Disney has switched from fixed price Tickets to an Interactive Date-Based Ticket Calendar.
There have always been many different variables that can dramatically change the cost of your Package. That’s why there’s no quick answer to the question, “How much does it cost to go to Disney World?“
While this new calendar comes with some new rules, it may actually make planning your vacation a little bit easier.
Interactive Date-Based Ticket Price Calendar
Less Days To Use Your Tickets
Previously, all Multi-Day tickets had to be used within a 14-day time frame.
Now, your redemption period is based on the number of days you purchase.
While those days don’t have to be consecutive, you must choose the day you want to start redeeming your tickets and use them up within a shorter time period.
- One Day Tickets – Must be used on the date selected
- Two Day Tickets – May be used on any 2 days within a 4 day period, beginning on the start date selected
- Three Day Tickets – May be used on any 3 days within a 5 day period
- Four Day Tickets – May be used on any 4 days within a 7 day period
- Five Day Tickets – May be used on any 5 days within an 8 day period
- Six Day Tickets – May be used on any 6 days within a 9 day period
- Seven Day Tickets – May be used on any 7 days within a 10 day period
- Eight Day Tickets – May be used on any 8 days within a 12 day period
- Nine Day Tickets – May be used on any 9 days within a 13 day period
- Ten Day Tickets – May be used on any 10 days within a 14 day period
Flexible Date Option
For an additional charge, Guests can also select a flexible date option.
Much like the old ticket system, Guests who choose this upgrade can begin their vacation without needing to specify Park dates ahead of time.
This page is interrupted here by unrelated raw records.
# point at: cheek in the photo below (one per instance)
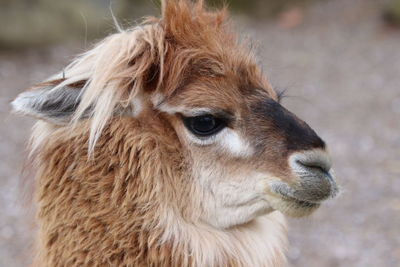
(234, 144)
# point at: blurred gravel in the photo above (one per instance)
(341, 67)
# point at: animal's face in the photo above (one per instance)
(247, 154)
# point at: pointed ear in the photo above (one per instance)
(50, 102)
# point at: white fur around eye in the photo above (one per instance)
(228, 140)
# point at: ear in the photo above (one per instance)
(50, 102)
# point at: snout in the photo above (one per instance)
(312, 182)
(314, 179)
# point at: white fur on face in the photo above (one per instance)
(230, 200)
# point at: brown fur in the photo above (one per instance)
(129, 188)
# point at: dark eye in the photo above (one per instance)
(204, 125)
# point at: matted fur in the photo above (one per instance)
(122, 182)
(115, 210)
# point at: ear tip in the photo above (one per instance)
(21, 103)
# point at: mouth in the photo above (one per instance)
(291, 206)
(313, 182)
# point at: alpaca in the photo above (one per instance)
(164, 145)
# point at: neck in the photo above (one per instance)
(106, 212)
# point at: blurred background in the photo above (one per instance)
(339, 62)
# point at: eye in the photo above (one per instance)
(204, 125)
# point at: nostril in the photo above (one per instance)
(318, 160)
(314, 165)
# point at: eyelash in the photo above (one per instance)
(281, 93)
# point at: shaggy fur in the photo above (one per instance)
(121, 181)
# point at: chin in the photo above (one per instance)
(292, 207)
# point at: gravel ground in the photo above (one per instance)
(341, 67)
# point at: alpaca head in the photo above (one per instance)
(246, 154)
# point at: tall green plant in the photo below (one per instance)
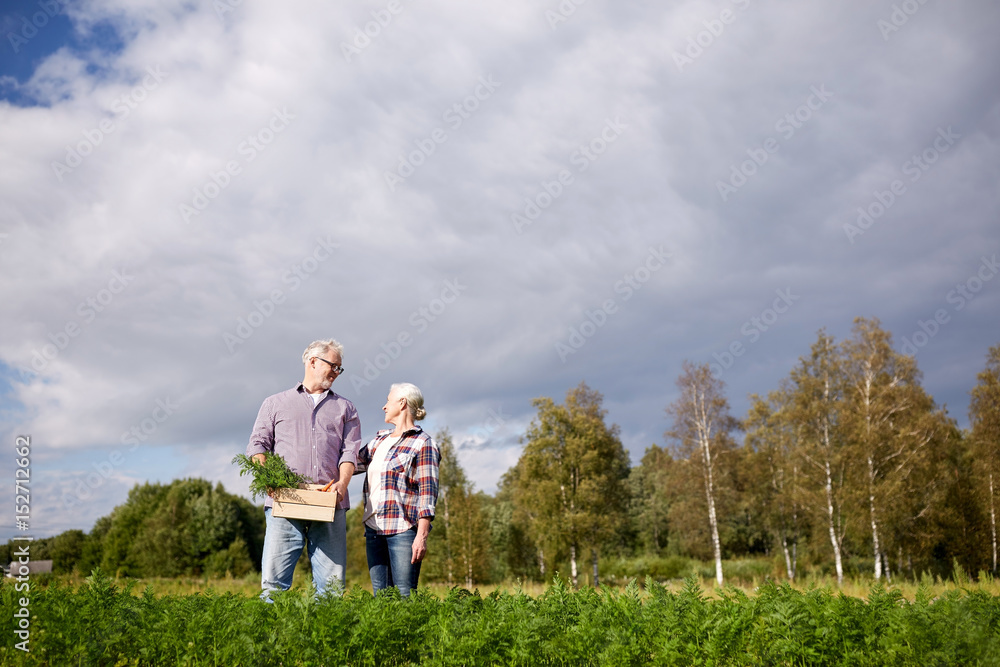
(268, 476)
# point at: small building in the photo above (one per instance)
(34, 567)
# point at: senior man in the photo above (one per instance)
(318, 433)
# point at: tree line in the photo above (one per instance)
(848, 467)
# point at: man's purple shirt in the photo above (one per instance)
(313, 439)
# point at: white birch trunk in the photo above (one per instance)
(712, 518)
(993, 524)
(838, 561)
(572, 564)
(789, 568)
(871, 508)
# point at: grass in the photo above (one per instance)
(102, 621)
(249, 586)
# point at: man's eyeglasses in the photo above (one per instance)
(336, 369)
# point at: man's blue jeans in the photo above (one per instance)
(283, 543)
(389, 560)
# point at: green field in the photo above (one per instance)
(104, 622)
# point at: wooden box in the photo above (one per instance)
(306, 502)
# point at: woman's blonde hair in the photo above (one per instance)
(414, 399)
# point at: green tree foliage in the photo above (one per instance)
(701, 430)
(814, 395)
(649, 507)
(774, 467)
(459, 544)
(571, 489)
(891, 425)
(186, 527)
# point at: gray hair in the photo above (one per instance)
(318, 348)
(414, 399)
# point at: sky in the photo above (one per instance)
(494, 201)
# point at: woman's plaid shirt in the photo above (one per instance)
(409, 481)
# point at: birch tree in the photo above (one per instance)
(773, 438)
(701, 428)
(984, 416)
(650, 502)
(572, 477)
(815, 390)
(889, 422)
(459, 543)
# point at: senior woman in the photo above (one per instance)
(400, 492)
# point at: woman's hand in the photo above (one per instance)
(420, 541)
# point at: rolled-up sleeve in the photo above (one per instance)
(262, 436)
(351, 437)
(425, 472)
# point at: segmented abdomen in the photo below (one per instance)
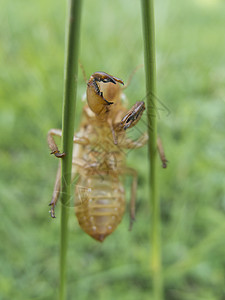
(100, 205)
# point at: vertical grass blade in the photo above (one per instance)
(150, 71)
(69, 103)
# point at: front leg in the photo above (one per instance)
(132, 116)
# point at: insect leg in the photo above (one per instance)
(132, 116)
(56, 192)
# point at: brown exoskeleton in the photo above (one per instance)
(99, 159)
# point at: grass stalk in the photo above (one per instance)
(150, 72)
(69, 104)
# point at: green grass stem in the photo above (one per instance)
(69, 104)
(150, 71)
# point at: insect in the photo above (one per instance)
(99, 158)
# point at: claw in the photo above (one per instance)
(133, 115)
(104, 77)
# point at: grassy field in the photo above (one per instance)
(191, 91)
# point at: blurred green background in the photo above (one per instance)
(191, 84)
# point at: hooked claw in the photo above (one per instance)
(104, 77)
(133, 115)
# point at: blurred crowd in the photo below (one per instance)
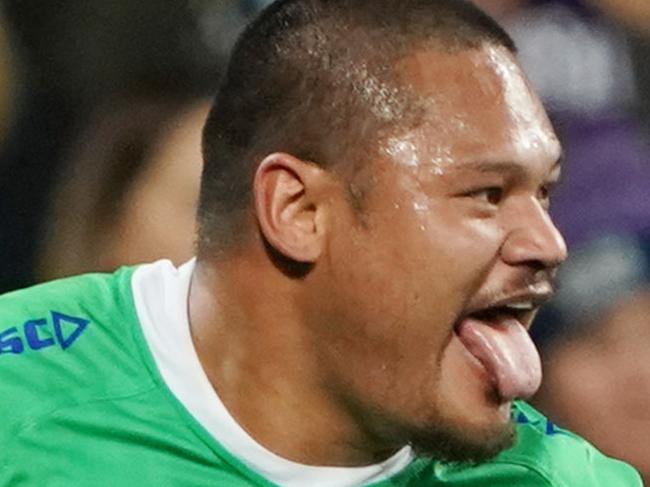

Once you redeem one ticket, the remainder must be redeemed within 14 days.
How will this change your vacation planning?
But, for a large number of Guests, this new date-based ticket system won’t effect them much. These changes have no effect on Fastpasses or Ticket upgrades, like Park Hoppers and Water Park Tickets.
Choosing the first day you will be in the Parks will lock in that price for the remainder of your Park Days.
Just as the example below shows, the week following my chosen day shows a price of $103 per day. But, since I plan on using my first Park Ticket on a day that costs $101, that price locks in for my entire trip, saving me $2 per day.
While it works to my advantage in this example, this system can also be a disadvantage. Since the tickets also lock in at higher price points, it’s best to look at the date-based calendar before making plans to make sure you’re getting the best deal.
While this can be frustrating, this calendar is good for one reason. It’s easier to see when Disney is expecting the most Guests
Disney releases more deals and when they are expeciting lower crowds. So, when you see lower ticket prices, it means there’s a good chance attendance will also be lower.